Not every country is in a crypto-libertarian race to hoard power and wealth.
Meanwhile, in the EU, the model would be collectively financed, trained by a competent, neutral agency... and then completely lobotomized in the name of "the children," "safety," "IP rights," "correct speech," dozens of individual countries' legal and regulatory requirements, and any number of additional vocal, noncontributing NGOs.
So no one would get rich off of the public model, but no one would get much of anything else out of it, either.
As another reply suggests, there's a reason why things happen in the USA first. Even when they don't, the prime movers move here as soon as they can. Or at least they used to.
1. Innovate, create, and offer it all at sweetheart prices to the public while you rack up debt.
2. Shovel in more money and either buy out or outlast the competition. Become dominant. Lock in your users any which way you can.

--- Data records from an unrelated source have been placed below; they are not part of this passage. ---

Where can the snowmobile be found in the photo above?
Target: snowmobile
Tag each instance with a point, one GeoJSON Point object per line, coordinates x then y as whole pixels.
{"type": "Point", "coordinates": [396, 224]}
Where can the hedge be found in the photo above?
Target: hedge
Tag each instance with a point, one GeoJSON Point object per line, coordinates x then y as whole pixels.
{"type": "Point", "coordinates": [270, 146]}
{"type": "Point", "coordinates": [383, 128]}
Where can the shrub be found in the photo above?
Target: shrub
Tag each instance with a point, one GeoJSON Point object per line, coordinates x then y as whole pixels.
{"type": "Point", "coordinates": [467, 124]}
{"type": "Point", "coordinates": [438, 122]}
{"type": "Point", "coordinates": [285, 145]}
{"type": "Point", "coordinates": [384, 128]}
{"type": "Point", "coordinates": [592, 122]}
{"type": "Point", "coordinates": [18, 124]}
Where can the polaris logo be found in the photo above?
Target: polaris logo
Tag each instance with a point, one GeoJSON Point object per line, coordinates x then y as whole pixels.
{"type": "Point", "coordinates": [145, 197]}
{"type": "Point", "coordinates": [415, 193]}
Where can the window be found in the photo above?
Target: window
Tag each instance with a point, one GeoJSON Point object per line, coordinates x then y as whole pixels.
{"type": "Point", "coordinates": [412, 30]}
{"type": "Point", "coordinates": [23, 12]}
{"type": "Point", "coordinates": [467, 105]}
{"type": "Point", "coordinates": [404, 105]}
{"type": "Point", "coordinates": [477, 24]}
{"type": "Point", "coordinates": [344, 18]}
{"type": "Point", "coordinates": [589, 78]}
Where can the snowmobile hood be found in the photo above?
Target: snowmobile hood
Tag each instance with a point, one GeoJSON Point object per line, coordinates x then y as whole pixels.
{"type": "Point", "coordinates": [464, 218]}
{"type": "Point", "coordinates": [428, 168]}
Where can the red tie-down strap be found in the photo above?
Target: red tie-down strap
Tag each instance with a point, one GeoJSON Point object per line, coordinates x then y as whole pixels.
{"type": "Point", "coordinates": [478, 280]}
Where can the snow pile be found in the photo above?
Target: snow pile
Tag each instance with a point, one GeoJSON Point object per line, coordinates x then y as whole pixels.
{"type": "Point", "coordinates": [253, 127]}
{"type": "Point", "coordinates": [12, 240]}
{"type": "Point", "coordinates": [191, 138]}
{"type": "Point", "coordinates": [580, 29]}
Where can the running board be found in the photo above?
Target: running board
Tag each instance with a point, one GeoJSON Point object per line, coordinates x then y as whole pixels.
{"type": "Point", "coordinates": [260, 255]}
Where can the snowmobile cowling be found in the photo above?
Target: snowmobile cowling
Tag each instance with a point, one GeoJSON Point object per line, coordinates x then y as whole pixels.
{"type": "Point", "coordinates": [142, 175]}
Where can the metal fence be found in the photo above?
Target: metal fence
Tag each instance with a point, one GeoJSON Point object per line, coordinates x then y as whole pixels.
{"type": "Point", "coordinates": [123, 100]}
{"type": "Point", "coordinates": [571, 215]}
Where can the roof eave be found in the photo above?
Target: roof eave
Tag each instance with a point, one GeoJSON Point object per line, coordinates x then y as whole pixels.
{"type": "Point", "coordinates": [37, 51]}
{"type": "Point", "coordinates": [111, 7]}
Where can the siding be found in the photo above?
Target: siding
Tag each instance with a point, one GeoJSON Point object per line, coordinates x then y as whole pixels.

3. Enshittify and cash in.
The deals Anthropic, OpenAI, etc. offer won't stay this good much longer. Don't let them lock you in. Failing that, you should budget more for the same service. You're going to need it. Having an open alternative running on your own hardware offers non-negligible peace of mind.
Read through a 1970s-era issue of Popular Electronics or Byte, and then spend some time surfing /r/LocalLlama. You'll get a sense of real-time deja vu, like you're watching history unfold again.
How serious a risk is poisoned weights?
Can we leverage the cryptobros into using LLM training as a proof of work?
Having an LLM use a web search tool isn't the same thing as researching a topic, IMO, because it's so ephemeral and needs constant reinforcement. LLMs aren't learning machines, they're static ones.